The 68-year-old actor has always had a keen personal interest in Lincoln, and even kept a copy of the Gettysburg Address in a scrapbook as a child. In 2007, he wrote the novel, Lincoln’s Better Angels, in which a man who is a caretaker at the Lincoln Memorial carries on extended imaginary conversations with Lincoln. And, not surprisingly, he has played Lincoln twice before. “But this play goes deeper than any Lincoln piece I’ve ever done,” he says. “In the early days, I got cast by default, because I was tall. And those plays were about a younger Lincoln.”

It hardly escapes Selby that the Emancipation Proclamation has indirectly resulted in the election of our current president, Barack Obama. “He has come to the White House at the end of a long line of stepping stones of so many African-Americans leaders over the years; people like W.E.B. Dubois and Booker T. Washington and Medgar Evers and Martin Luther King and on and on,” says Selby, admiringly.

If Lincoln is close to his heart, Selby’s fans know him from a variety of stage and screen roles, including Barbra Streisand’s husband in the 1972 film Up the Sandbox; stage versions of The Heiress, Eccentricities of a Nightingale, Long Day’s Journey Into Night, and Mame; the short-lived HBO series Tell Me That You Love Me; and, of course, the role of conniving Richard Channing on CBS’ nighttime soap opera Falcon Crest. But it’s his first small-screen role that has remained his most iconic, as romantic heartthrob Quentin Collins on the 1960s soap opera Dark Shadows.

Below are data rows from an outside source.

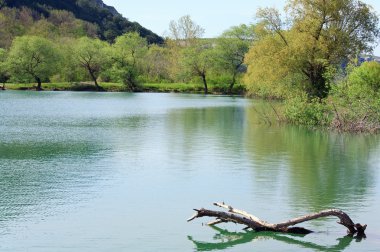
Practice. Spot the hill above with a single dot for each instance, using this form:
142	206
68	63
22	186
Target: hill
109	22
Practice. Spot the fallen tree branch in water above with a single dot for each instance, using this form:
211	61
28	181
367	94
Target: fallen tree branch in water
241	217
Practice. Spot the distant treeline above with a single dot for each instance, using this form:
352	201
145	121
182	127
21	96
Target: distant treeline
309	61
108	23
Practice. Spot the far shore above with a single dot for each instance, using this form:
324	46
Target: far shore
118	87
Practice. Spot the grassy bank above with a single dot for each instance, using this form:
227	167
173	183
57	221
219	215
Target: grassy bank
118	87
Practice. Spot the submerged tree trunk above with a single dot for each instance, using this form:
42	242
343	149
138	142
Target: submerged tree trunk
241	217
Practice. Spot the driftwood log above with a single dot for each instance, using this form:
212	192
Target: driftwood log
252	222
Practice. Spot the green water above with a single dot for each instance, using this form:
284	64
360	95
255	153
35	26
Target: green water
122	172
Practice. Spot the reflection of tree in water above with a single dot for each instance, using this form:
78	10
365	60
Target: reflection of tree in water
323	169
35	175
222	126
226	240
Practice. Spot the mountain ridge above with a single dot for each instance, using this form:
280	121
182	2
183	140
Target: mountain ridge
110	22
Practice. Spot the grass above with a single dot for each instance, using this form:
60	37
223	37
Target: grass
118	87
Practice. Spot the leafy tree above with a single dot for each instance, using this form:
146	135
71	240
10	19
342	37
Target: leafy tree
319	34
357	99
35	57
231	48
4	75
197	60
93	56
128	51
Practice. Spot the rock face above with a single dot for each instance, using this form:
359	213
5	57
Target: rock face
111	23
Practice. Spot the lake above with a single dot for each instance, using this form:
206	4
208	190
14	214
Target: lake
122	172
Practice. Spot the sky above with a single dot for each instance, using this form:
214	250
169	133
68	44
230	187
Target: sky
214	16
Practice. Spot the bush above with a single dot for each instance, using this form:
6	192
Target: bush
305	111
357	99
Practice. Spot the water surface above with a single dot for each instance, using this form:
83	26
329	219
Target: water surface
122	172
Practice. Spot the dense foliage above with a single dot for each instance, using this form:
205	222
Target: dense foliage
110	24
318	35
310	61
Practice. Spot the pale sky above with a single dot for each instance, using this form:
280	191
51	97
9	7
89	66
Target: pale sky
214	16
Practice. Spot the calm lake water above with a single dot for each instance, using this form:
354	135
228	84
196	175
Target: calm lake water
122	172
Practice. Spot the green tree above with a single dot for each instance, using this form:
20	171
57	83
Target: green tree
197	60
185	30
319	34
128	52
156	63
35	57
231	48
4	75
93	56
357	99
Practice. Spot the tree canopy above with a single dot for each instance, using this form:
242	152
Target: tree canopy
33	57
319	35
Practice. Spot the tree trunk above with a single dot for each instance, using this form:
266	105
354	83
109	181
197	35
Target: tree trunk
241	217
232	84
203	75
92	74
39	83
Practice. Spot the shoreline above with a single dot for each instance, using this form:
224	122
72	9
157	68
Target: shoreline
185	88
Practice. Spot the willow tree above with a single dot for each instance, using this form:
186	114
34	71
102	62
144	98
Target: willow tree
319	35
33	57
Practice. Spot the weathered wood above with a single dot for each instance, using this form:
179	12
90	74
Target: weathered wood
250	221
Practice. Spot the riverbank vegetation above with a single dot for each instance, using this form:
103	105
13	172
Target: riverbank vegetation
309	61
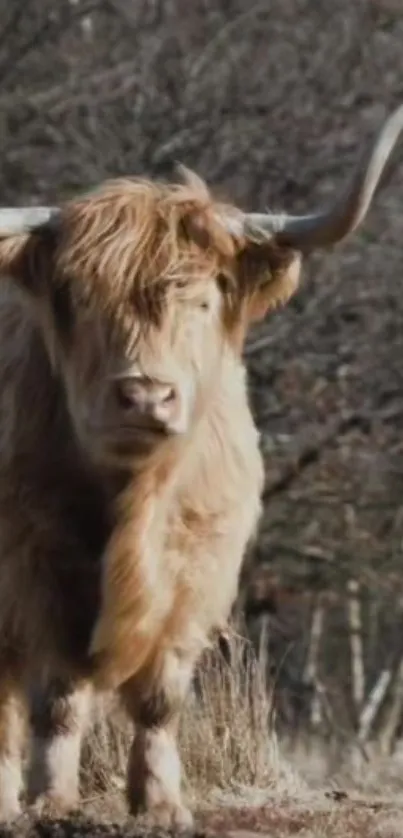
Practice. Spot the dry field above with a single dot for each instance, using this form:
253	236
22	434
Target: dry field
271	101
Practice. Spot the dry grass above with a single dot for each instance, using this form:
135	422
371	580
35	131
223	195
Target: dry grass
228	745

“What a wonderful show on which to have a first job,” he says. “The characters traveled through different periods. It was like being in a repertory company.” Still, does Selby know why fan clubs of the show still meet nearly 40 years after the show went off the air. “It was so successful at creating its own world,” he says. “It was an escape. 1968 was a tumultuous year; Martin Luther King and Bobby Kennedy were assassinated, and the Vietnam war was raging and so were all the protests. This country was in upheaval then. It was a rarefied time.”